Norma counsels peace, at least for now, in a charged stretch of recitative that leads to the great aria “Casta Diva,” as she prays to the moon goddess to bestow solace and patience. This aria benefits when sung by a soprano with plush sound and velvety legato, not Ms. Radvanovsky’s selling points.
Norma has an ulterior motive, since she is stalling for time, hiding from her people that she is their enemy’s lover. Ms. Radvanovsky’s slightly piercing sound tellingly exposed the subtext of Norma’s intentions, yet rose to sensitive, high pianissimos in tender phrases.

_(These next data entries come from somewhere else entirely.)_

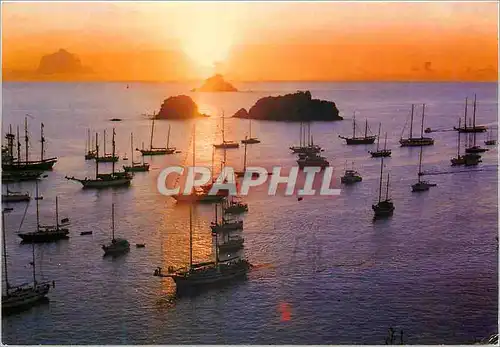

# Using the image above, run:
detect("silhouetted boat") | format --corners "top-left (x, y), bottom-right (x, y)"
top-left (453, 94), bottom-right (488, 133)
top-left (94, 128), bottom-right (120, 163)
top-left (17, 183), bottom-right (69, 243)
top-left (2, 117), bottom-right (57, 171)
top-left (123, 133), bottom-right (149, 172)
top-left (66, 129), bottom-right (133, 189)
top-left (241, 119), bottom-right (260, 145)
top-left (484, 129), bottom-right (497, 146)
top-left (214, 112), bottom-right (240, 149)
top-left (339, 112), bottom-right (377, 145)
top-left (85, 129), bottom-right (96, 160)
top-left (369, 123), bottom-right (391, 158)
top-left (102, 204), bottom-right (130, 255)
top-left (136, 116), bottom-right (177, 155)
top-left (2, 210), bottom-right (55, 314)
top-left (154, 205), bottom-right (252, 293)
top-left (411, 147), bottom-right (437, 192)
top-left (340, 162), bottom-right (363, 184)
top-left (372, 157), bottom-right (395, 218)
top-left (399, 104), bottom-right (434, 147)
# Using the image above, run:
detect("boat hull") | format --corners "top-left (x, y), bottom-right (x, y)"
top-left (17, 229), bottom-right (69, 243)
top-left (2, 158), bottom-right (57, 171)
top-left (399, 137), bottom-right (434, 147)
top-left (2, 283), bottom-right (50, 313)
top-left (339, 136), bottom-right (377, 145)
top-left (369, 150), bottom-right (392, 158)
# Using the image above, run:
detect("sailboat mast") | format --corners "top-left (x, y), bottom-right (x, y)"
top-left (2, 209), bottom-right (10, 291)
top-left (56, 196), bottom-right (59, 230)
top-left (24, 117), bottom-right (29, 163)
top-left (385, 173), bottom-right (389, 200)
top-left (40, 123), bottom-right (45, 161)
top-left (352, 111), bottom-right (356, 138)
top-left (410, 104), bottom-right (415, 139)
top-left (111, 128), bottom-right (115, 174)
top-left (35, 181), bottom-right (40, 232)
top-left (95, 132), bottom-right (99, 179)
top-left (243, 141), bottom-right (247, 172)
top-left (378, 157), bottom-right (384, 203)
top-left (111, 203), bottom-right (115, 240)
top-left (149, 117), bottom-right (155, 149)
top-left (377, 123), bottom-right (382, 152)
top-left (17, 125), bottom-right (21, 163)
top-left (167, 124), bottom-right (170, 148)
top-left (420, 104), bottom-right (425, 138)
top-left (458, 97), bottom-right (468, 131)
top-left (472, 94), bottom-right (476, 147)
top-left (417, 146), bottom-right (423, 182)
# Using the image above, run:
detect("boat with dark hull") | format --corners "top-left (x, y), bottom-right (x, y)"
top-left (411, 147), bottom-right (437, 192)
top-left (372, 158), bottom-right (395, 219)
top-left (102, 204), bottom-right (130, 256)
top-left (136, 121), bottom-right (177, 156)
top-left (17, 188), bottom-right (69, 243)
top-left (368, 124), bottom-right (392, 158)
top-left (123, 133), bottom-right (149, 172)
top-left (339, 113), bottom-right (377, 145)
top-left (2, 117), bottom-right (57, 172)
top-left (399, 104), bottom-right (434, 147)
top-left (453, 94), bottom-right (488, 133)
top-left (66, 129), bottom-right (134, 189)
top-left (2, 210), bottom-right (55, 314)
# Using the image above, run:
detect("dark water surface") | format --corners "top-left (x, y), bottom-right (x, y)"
top-left (2, 83), bottom-right (498, 344)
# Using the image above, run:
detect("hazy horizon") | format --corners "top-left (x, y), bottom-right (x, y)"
top-left (2, 2), bottom-right (498, 82)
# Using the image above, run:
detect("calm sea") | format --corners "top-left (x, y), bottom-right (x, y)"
top-left (2, 83), bottom-right (498, 344)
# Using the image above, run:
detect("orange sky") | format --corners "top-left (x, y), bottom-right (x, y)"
top-left (2, 2), bottom-right (498, 81)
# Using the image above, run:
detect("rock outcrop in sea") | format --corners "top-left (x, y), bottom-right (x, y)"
top-left (155, 95), bottom-right (208, 119)
top-left (192, 74), bottom-right (238, 92)
top-left (233, 91), bottom-right (343, 122)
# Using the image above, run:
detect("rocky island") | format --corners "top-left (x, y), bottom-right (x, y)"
top-left (192, 74), bottom-right (238, 92)
top-left (155, 95), bottom-right (208, 119)
top-left (233, 91), bottom-right (343, 122)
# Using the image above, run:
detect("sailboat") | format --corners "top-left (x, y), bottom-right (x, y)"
top-left (17, 183), bottom-right (69, 243)
top-left (154, 204), bottom-right (252, 294)
top-left (2, 117), bottom-right (57, 171)
top-left (451, 119), bottom-right (481, 166)
top-left (214, 112), bottom-right (240, 149)
top-left (66, 128), bottom-right (133, 188)
top-left (289, 122), bottom-right (323, 154)
top-left (372, 157), bottom-right (395, 218)
top-left (95, 128), bottom-right (120, 163)
top-left (172, 126), bottom-right (225, 202)
top-left (484, 129), bottom-right (497, 146)
top-left (2, 184), bottom-right (31, 202)
top-left (339, 112), bottom-right (377, 145)
top-left (399, 104), bottom-right (434, 147)
top-left (85, 129), bottom-right (96, 160)
top-left (2, 210), bottom-right (55, 313)
top-left (123, 133), bottom-right (149, 172)
top-left (340, 162), bottom-right (363, 184)
top-left (465, 95), bottom-right (489, 153)
top-left (368, 123), bottom-right (392, 158)
top-left (136, 117), bottom-right (177, 155)
top-left (102, 204), bottom-right (130, 255)
top-left (241, 119), bottom-right (260, 145)
top-left (453, 94), bottom-right (487, 133)
top-left (411, 147), bottom-right (437, 192)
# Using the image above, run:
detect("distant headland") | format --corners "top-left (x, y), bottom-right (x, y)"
top-left (154, 95), bottom-right (209, 119)
top-left (233, 91), bottom-right (343, 122)
top-left (191, 74), bottom-right (238, 92)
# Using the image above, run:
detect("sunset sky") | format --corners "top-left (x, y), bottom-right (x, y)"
top-left (2, 2), bottom-right (498, 81)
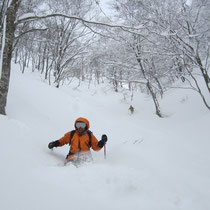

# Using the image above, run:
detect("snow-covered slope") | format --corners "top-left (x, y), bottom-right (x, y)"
top-left (0, 66), bottom-right (210, 210)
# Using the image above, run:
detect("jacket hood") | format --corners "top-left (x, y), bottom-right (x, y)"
top-left (74, 117), bottom-right (90, 130)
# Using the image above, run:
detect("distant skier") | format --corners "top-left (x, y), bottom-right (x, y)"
top-left (128, 105), bottom-right (134, 114)
top-left (48, 117), bottom-right (108, 163)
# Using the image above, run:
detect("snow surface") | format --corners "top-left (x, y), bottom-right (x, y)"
top-left (0, 64), bottom-right (210, 210)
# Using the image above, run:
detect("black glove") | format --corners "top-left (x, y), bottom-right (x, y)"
top-left (48, 140), bottom-right (60, 149)
top-left (98, 134), bottom-right (108, 148)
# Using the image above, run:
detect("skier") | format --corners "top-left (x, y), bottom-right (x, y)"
top-left (128, 105), bottom-right (134, 114)
top-left (48, 117), bottom-right (108, 163)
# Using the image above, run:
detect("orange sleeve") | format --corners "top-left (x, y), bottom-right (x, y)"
top-left (91, 134), bottom-right (101, 151)
top-left (58, 131), bottom-right (71, 147)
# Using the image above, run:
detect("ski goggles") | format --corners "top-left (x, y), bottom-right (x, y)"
top-left (75, 122), bottom-right (87, 128)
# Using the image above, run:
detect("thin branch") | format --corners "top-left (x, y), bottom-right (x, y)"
top-left (15, 28), bottom-right (47, 39)
top-left (15, 13), bottom-right (140, 31)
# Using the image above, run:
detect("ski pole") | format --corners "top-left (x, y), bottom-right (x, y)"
top-left (104, 144), bottom-right (106, 159)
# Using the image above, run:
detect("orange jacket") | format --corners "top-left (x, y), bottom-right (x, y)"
top-left (58, 117), bottom-right (101, 159)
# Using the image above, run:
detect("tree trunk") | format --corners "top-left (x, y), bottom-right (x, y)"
top-left (0, 0), bottom-right (21, 115)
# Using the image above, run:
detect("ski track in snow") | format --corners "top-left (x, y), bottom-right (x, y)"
top-left (0, 66), bottom-right (210, 210)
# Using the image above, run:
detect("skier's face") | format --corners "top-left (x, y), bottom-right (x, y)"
top-left (77, 127), bottom-right (85, 133)
top-left (76, 122), bottom-right (87, 133)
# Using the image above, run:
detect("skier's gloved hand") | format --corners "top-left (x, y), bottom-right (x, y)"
top-left (98, 134), bottom-right (108, 148)
top-left (48, 141), bottom-right (60, 149)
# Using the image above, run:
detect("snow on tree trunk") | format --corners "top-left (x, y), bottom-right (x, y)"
top-left (0, 0), bottom-right (21, 115)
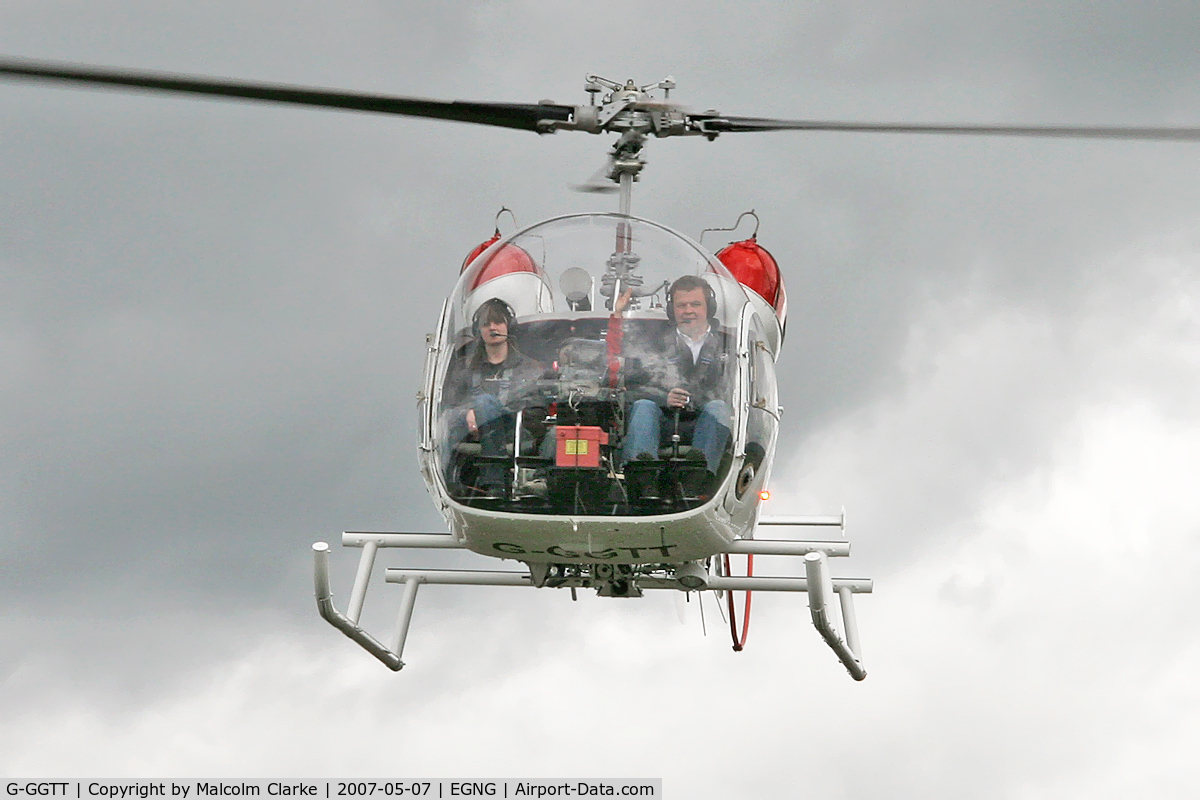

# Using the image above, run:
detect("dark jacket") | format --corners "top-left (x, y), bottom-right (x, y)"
top-left (442, 342), bottom-right (545, 422)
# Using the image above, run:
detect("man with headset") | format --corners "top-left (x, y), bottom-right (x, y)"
top-left (443, 297), bottom-right (546, 492)
top-left (623, 275), bottom-right (733, 475)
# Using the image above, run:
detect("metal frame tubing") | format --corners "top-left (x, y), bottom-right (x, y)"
top-left (342, 530), bottom-right (466, 551)
top-left (725, 539), bottom-right (850, 557)
top-left (804, 552), bottom-right (866, 680)
top-left (758, 511), bottom-right (846, 536)
top-left (391, 576), bottom-right (422, 658)
top-left (312, 542), bottom-right (404, 672)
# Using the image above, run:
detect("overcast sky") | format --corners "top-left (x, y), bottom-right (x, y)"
top-left (0, 0), bottom-right (1200, 799)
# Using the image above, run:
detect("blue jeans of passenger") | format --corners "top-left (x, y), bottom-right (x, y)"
top-left (623, 399), bottom-right (733, 475)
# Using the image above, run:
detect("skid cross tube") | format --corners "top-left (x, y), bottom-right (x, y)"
top-left (312, 527), bottom-right (874, 680)
top-left (312, 542), bottom-right (404, 672)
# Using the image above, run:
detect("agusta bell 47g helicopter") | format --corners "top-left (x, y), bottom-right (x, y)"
top-left (0, 59), bottom-right (1200, 680)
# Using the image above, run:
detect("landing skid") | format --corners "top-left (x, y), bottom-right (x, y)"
top-left (312, 517), bottom-right (872, 680)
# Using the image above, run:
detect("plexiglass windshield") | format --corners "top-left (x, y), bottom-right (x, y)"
top-left (434, 215), bottom-right (746, 516)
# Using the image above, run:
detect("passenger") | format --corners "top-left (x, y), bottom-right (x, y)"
top-left (623, 275), bottom-right (733, 475)
top-left (443, 297), bottom-right (546, 494)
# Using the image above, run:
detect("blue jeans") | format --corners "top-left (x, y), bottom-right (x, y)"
top-left (623, 399), bottom-right (733, 475)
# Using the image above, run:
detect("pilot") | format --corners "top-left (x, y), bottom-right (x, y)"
top-left (443, 297), bottom-right (546, 493)
top-left (623, 275), bottom-right (733, 475)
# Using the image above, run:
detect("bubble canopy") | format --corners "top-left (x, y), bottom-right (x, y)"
top-left (450, 213), bottom-right (745, 333)
top-left (433, 213), bottom-right (749, 516)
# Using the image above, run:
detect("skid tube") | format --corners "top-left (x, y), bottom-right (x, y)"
top-left (312, 516), bottom-right (874, 680)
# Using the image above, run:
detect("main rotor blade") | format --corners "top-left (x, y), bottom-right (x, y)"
top-left (689, 114), bottom-right (1200, 142)
top-left (0, 59), bottom-right (575, 133)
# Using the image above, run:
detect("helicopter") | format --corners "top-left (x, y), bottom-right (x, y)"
top-left (0, 59), bottom-right (1200, 680)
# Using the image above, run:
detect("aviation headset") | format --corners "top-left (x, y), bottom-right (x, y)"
top-left (667, 275), bottom-right (716, 329)
top-left (470, 298), bottom-right (518, 338)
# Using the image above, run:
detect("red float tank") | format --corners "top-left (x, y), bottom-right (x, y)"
top-left (458, 230), bottom-right (538, 290)
top-left (716, 236), bottom-right (787, 325)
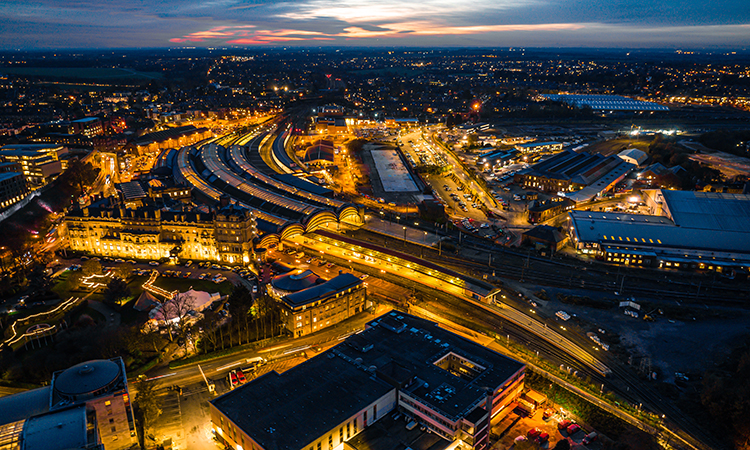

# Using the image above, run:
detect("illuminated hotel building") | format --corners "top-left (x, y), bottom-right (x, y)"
top-left (0, 144), bottom-right (67, 185)
top-left (209, 312), bottom-right (525, 450)
top-left (65, 199), bottom-right (257, 264)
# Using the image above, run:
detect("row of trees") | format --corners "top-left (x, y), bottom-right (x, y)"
top-left (196, 284), bottom-right (282, 353)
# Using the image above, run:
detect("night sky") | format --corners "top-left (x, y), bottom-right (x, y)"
top-left (0, 0), bottom-right (750, 50)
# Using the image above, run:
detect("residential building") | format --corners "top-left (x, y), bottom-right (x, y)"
top-left (65, 199), bottom-right (257, 264)
top-left (0, 162), bottom-right (29, 211)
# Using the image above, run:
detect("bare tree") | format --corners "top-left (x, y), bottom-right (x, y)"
top-left (160, 293), bottom-right (195, 341)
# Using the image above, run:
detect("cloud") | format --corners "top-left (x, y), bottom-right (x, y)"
top-left (0, 0), bottom-right (750, 48)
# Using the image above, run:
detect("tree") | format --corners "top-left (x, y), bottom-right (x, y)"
top-left (104, 277), bottom-right (130, 303)
top-left (60, 159), bottom-right (99, 199)
top-left (134, 381), bottom-right (162, 434)
top-left (161, 294), bottom-right (195, 341)
top-left (81, 259), bottom-right (102, 277)
top-left (227, 283), bottom-right (253, 345)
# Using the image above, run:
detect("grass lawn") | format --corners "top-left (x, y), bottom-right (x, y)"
top-left (70, 306), bottom-right (107, 324)
top-left (50, 271), bottom-right (97, 300)
top-left (582, 138), bottom-right (651, 156)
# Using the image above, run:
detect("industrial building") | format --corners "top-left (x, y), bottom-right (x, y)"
top-left (515, 141), bottom-right (563, 153)
top-left (542, 94), bottom-right (669, 111)
top-left (568, 189), bottom-right (750, 272)
top-left (268, 270), bottom-right (367, 337)
top-left (528, 197), bottom-right (576, 224)
top-left (513, 150), bottom-right (636, 203)
top-left (210, 312), bottom-right (525, 450)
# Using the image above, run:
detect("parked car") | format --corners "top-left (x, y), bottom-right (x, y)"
top-left (581, 431), bottom-right (599, 445)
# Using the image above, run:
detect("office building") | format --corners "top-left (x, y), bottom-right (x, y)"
top-left (210, 312), bottom-right (525, 450)
top-left (268, 270), bottom-right (367, 337)
top-left (0, 162), bottom-right (29, 211)
top-left (0, 144), bottom-right (67, 187)
top-left (70, 117), bottom-right (104, 138)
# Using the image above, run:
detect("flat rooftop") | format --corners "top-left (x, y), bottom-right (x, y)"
top-left (568, 211), bottom-right (750, 253)
top-left (346, 413), bottom-right (451, 450)
top-left (211, 312), bottom-right (524, 450)
top-left (661, 189), bottom-right (750, 233)
top-left (0, 386), bottom-right (50, 424)
top-left (211, 351), bottom-right (393, 450)
top-left (350, 312), bottom-right (524, 419)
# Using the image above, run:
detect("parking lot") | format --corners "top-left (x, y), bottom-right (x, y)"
top-left (492, 408), bottom-right (602, 450)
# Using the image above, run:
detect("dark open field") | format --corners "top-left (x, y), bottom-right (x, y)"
top-left (0, 67), bottom-right (164, 81)
top-left (581, 137), bottom-right (651, 156)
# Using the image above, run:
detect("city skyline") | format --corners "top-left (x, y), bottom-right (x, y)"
top-left (0, 0), bottom-right (750, 50)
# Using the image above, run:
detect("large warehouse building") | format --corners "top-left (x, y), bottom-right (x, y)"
top-left (210, 312), bottom-right (525, 450)
top-left (513, 150), bottom-right (636, 203)
top-left (568, 189), bottom-right (750, 272)
top-left (542, 94), bottom-right (669, 111)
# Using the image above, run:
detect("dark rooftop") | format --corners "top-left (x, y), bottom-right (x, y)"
top-left (282, 273), bottom-right (362, 308)
top-left (211, 352), bottom-right (393, 450)
top-left (346, 414), bottom-right (451, 450)
top-left (211, 312), bottom-right (524, 450)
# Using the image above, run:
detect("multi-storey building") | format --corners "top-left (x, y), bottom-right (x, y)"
top-left (70, 117), bottom-right (104, 137)
top-left (0, 144), bottom-right (67, 185)
top-left (210, 312), bottom-right (525, 450)
top-left (0, 163), bottom-right (29, 211)
top-left (65, 199), bottom-right (257, 264)
top-left (268, 270), bottom-right (367, 337)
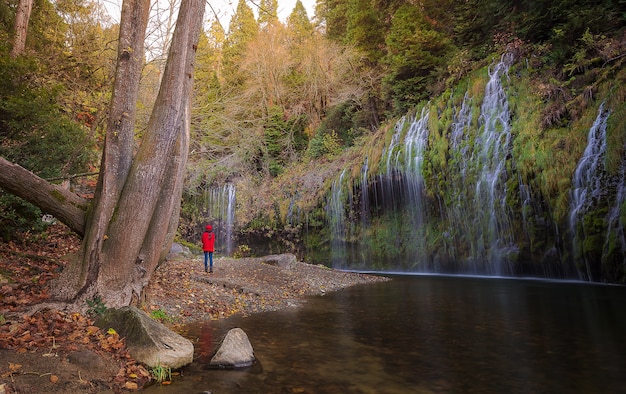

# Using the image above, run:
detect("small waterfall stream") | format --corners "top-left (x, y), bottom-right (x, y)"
top-left (205, 183), bottom-right (236, 256)
top-left (320, 55), bottom-right (626, 280)
top-left (569, 104), bottom-right (610, 280)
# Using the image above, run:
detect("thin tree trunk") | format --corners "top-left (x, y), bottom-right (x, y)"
top-left (11, 0), bottom-right (33, 57)
top-left (52, 0), bottom-right (150, 301)
top-left (51, 0), bottom-right (204, 307)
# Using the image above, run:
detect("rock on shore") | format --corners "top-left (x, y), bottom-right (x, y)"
top-left (148, 254), bottom-right (389, 324)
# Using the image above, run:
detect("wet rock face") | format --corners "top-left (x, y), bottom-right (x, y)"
top-left (209, 328), bottom-right (255, 368)
top-left (96, 306), bottom-right (193, 369)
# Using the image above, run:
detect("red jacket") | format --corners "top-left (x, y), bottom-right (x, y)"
top-left (202, 230), bottom-right (215, 252)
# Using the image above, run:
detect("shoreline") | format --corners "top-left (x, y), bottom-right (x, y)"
top-left (146, 254), bottom-right (390, 326)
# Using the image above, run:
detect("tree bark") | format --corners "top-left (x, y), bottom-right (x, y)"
top-left (0, 157), bottom-right (89, 236)
top-left (53, 0), bottom-right (204, 307)
top-left (52, 0), bottom-right (150, 301)
top-left (11, 0), bottom-right (33, 57)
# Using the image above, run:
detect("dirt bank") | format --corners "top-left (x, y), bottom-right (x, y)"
top-left (0, 227), bottom-right (387, 394)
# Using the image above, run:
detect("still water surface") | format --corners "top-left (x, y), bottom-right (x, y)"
top-left (145, 276), bottom-right (626, 394)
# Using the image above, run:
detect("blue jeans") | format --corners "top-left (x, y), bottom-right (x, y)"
top-left (204, 252), bottom-right (213, 271)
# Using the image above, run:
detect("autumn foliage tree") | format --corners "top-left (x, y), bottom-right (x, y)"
top-left (0, 0), bottom-right (204, 307)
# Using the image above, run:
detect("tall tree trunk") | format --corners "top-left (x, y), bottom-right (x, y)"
top-left (11, 0), bottom-right (33, 57)
top-left (53, 0), bottom-right (204, 307)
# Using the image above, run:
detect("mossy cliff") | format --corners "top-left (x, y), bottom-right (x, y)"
top-left (183, 53), bottom-right (626, 283)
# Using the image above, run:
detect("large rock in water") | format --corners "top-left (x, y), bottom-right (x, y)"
top-left (209, 328), bottom-right (255, 368)
top-left (96, 306), bottom-right (193, 369)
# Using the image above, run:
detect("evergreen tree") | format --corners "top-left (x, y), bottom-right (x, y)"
top-left (384, 5), bottom-right (453, 114)
top-left (223, 0), bottom-right (259, 84)
top-left (345, 0), bottom-right (386, 64)
top-left (259, 0), bottom-right (278, 28)
top-left (287, 0), bottom-right (314, 38)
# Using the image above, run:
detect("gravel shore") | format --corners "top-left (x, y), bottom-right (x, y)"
top-left (148, 254), bottom-right (389, 324)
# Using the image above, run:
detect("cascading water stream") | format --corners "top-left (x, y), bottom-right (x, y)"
top-left (205, 184), bottom-right (236, 256)
top-left (326, 170), bottom-right (347, 267)
top-left (474, 55), bottom-right (515, 275)
top-left (570, 104), bottom-right (610, 279)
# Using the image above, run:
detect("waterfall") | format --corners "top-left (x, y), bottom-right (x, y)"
top-left (326, 55), bottom-right (626, 280)
top-left (326, 170), bottom-right (347, 267)
top-left (570, 103), bottom-right (610, 279)
top-left (360, 157), bottom-right (370, 228)
top-left (603, 146), bottom-right (626, 271)
top-left (205, 183), bottom-right (236, 256)
top-left (444, 56), bottom-right (517, 275)
top-left (474, 57), bottom-right (515, 275)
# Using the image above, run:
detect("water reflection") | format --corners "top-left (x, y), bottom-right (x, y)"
top-left (146, 276), bottom-right (626, 394)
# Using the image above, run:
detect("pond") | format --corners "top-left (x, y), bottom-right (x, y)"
top-left (145, 275), bottom-right (626, 394)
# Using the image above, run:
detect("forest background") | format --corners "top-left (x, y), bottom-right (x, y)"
top-left (0, 0), bottom-right (626, 281)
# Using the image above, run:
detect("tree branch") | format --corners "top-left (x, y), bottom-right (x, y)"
top-left (0, 157), bottom-right (89, 237)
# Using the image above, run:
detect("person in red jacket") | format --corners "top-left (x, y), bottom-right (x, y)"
top-left (202, 224), bottom-right (215, 272)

There was some roughness and smudgy coloratura passagework in her singing, moments when she sacrificed clear Italian diction in pursuit of intensity. Her performance was courageously exposed, emotionally as well as vocally.
Ms. DiDonato’s Adalgisa has, for some reason left unclear, a completely different look. Her hair is blonde and short, almost punkish; her simple dress falls from one shoulder like some waif’s.
She exudes youthful longing and fretful confusion. Her melting tone and natural richness were ideal for Adalgisa’s elegant, wistful phrases. But Ms. DiDonato, typically expert at dispatching coloratura roulades and passagework, had some patches when her voice seemed pushed.
Credit Sara Krulwich/The New York Times
Still, she got to the core of the character, especially in the confession scene, one of the most inspired in the opera. Adalgisa comes to Norma’s home, which here looks like some gargantuan forest igloo made of branches and sticks, to confess that she has broken her vow of chastity and fallen in love. At first, Norma is motherly and understanding. After all, though she keeps this to herself, she’s been there.
The tenor Joseph Calleja is Pollione, the Roman proconsul and Norma’s lover who, we soon learn, has now fallen for Adalgisa. Though Mr. Calleja’s voice is by nature burnished and ardent, he has a tendency to sing with a slightly nasal quality that can result in a pinched tone. That was a problem here.
Also, perhaps with Mr. McVicar’s encouragement, Mr. Calleja played Pollione, at least initially, as entitled and self-absorbed, and seemed uncomfortable doing so. There was a telling moment when Norma erupts, furious and humiliated to discover her lover’s betrayal. This Pollione rubs it in: Mr. Calleja, lifting Ms. Radvanovsky’s chin in his hand, almost mocked her as he confirmed the worst.
Whatever these frustrations with Mr. McVicar’s staging, the greatness of the opera came through in scene after scene. In Act II, Norma, half-crazed with despair, approaches her sleeping boys with the intention of killing them, rather than letting Pollione scurry them off to Rome. Ms. Radvanovsky brought tremulous poignancy to these aching phrases.
The long, complex scene when Norma and Adalgisa work through their crisis and discover sisterly friendship was, as it should be, the highlight of the evening. Whether trading soaring lines or joyously skipping up the scale in perfectly synchronized thirds, Ms. Radvanovsky and Ms. DiDonato brought out the best in one another.
The conductor Carlo Rizzi led an energetic performance. When Norma, now ready for vengeance, calls upon her warriors to revolt, Mr. Rizzi drove the choristers to frenzied intensity as they cried for blood. Mr. McVicar added savage-looking extras wielding flaming torches to gin up the action.
Was Mr. McVicar compensating with these heavy-handed touches for not having a more resonant concept to begin with? I still have a Salzburg Festival production from 2015 in mind, staged for Cecilia Bartoli and updated to France in the time of World War II, with the druids presented as French resistance fighters, an apt reflection of the opera’s clash-of-cultures theme.
During the enthusiastic ovation at the Met, the stage lights went up and I could finally see what everyone really looked like. I know “Norma” is set in a moonlit forest. But must a director be so literal about it?